Ray: (to the clerk) Let me ask you something. Don't you think that this is an awful lot of money to spend on a one-time thing?
Clerk: That's not for me to say, sir, but how can you put a price on the smile of this beautiful young woman? (She places her hands on Ally's shoulders)
Ray: You work on commission, don't you?
Ally: Dad, I don't think you can bring food in here.
Ray: Hey, I paid four bucks for this cookie. I'm not givin' it up.
Clerk: I'm sorry... (Holds out her hand)
Clerk: You can have it back when you leave.
Ray: Okay. I know how much I ate.
Clerk: Now, may I help you?
Ray: Um, yeah, we're looking for a dress for my daughter here. It's for the Peggy Ardelino party. I was supposed to mention her name.

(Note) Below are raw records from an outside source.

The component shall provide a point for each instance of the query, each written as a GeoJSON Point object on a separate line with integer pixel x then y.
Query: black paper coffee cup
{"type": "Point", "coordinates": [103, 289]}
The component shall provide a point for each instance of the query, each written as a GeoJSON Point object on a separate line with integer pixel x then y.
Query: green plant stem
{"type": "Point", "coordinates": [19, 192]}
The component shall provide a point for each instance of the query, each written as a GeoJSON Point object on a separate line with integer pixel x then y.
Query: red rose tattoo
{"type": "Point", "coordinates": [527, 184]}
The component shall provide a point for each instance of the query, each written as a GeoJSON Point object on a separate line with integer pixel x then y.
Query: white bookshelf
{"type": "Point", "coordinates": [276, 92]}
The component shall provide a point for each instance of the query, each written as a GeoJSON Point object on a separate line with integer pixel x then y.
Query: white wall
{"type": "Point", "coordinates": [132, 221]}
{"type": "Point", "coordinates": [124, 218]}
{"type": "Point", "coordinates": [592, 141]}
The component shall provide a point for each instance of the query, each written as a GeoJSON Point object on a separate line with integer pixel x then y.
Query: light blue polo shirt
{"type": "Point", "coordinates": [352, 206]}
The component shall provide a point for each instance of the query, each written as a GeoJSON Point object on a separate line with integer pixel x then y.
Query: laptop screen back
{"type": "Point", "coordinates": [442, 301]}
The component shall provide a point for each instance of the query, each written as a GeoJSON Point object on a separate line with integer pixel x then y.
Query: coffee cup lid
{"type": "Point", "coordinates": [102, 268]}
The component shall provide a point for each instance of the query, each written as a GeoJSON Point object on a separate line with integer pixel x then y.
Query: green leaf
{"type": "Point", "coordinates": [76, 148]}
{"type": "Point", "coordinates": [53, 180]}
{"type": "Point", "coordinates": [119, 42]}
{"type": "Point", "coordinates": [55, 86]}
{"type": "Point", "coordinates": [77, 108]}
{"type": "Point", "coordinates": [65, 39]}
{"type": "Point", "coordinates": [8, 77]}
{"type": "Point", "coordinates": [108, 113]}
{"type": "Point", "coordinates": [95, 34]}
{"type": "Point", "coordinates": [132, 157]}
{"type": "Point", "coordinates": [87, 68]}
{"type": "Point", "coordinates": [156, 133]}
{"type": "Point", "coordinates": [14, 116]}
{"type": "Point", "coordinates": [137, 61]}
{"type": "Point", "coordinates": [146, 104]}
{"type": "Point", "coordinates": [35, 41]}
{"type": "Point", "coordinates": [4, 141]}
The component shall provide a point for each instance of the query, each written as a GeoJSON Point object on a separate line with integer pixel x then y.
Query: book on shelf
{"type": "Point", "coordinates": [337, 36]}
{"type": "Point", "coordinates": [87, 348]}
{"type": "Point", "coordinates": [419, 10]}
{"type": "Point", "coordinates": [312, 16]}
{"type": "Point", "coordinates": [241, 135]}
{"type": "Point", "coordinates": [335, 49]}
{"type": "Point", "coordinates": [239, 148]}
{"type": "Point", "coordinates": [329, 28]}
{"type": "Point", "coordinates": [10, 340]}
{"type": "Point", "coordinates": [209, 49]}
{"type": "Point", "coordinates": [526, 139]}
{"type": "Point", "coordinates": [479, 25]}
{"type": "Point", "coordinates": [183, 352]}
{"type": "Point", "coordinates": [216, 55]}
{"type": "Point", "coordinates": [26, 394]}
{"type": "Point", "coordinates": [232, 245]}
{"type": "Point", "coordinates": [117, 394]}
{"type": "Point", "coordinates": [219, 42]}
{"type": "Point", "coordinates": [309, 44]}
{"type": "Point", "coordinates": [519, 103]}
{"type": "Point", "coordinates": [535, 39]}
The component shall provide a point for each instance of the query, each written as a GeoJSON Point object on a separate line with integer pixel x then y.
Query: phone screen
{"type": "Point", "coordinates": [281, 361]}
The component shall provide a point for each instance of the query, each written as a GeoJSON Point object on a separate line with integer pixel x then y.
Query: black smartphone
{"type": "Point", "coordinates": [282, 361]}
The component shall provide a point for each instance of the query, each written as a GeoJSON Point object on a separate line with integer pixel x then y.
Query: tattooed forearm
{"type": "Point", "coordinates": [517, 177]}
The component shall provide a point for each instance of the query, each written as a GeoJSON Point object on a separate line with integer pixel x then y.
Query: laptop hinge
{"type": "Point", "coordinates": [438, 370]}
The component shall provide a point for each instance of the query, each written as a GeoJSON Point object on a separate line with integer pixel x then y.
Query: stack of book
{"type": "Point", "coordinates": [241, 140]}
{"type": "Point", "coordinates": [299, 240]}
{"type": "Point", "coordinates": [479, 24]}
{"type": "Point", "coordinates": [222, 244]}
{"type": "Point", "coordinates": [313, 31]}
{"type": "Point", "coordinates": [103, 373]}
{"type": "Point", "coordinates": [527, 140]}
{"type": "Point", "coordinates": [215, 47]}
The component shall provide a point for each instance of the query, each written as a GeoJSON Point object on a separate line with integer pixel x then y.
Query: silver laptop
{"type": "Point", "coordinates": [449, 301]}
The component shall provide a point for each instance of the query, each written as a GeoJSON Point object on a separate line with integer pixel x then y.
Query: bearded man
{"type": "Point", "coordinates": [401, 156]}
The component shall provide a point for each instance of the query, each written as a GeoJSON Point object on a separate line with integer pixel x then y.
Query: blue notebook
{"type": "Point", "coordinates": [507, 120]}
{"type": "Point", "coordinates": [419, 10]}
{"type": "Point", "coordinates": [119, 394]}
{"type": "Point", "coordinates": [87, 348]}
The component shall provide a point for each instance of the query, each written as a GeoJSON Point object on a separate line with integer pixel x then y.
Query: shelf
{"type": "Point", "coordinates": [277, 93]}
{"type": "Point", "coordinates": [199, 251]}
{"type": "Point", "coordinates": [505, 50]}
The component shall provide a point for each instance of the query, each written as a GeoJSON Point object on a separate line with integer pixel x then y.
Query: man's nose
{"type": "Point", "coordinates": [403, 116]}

Clerk: Follow me. Here we are. These are the dresses for the Ardelino party.
Ally: Wow, Daddy, look at them!
Ally: They're beautiful!
Ray: Yeah, you can wear it to a fall party or just knocking around the house. Which color do you want?
Ally: The blue.
Ray: Beautiful. How much is it?
Clerk: These dresses are $250.
Ally: (turns to dressing room) I'll be in there.
Ray: Whoa, whoa, wait a minute! $250?
Clerk: That's with the 10 percent discount for mentioning Peggy's name.
Ray: All right. Peggy, Peggy, Peggy, Peggy, Peggy. How much is it now?
Frank: Peggy. Hey, Ray, isn't she the cookie lady that beat you up?
Robert: Hey, yeah. The cookie lady... she beat the chips out of you! (they laugh)
Ray: Yeah, yeah. I can't wait until one of you two needs a kidney!
Ray: I still remember when you forced me and Robert to wear your homemade jeans.
Marie: They were very nice. They looked just like the kind the other boys were wearing.
Robert: They were velvet!
Marie: That denim is very abrasive.
Ray: Yeah, so were the other boys!
Ally's best friend Molly is played in this episode by Alexandra Romano, Ray Romano's real-life daughter.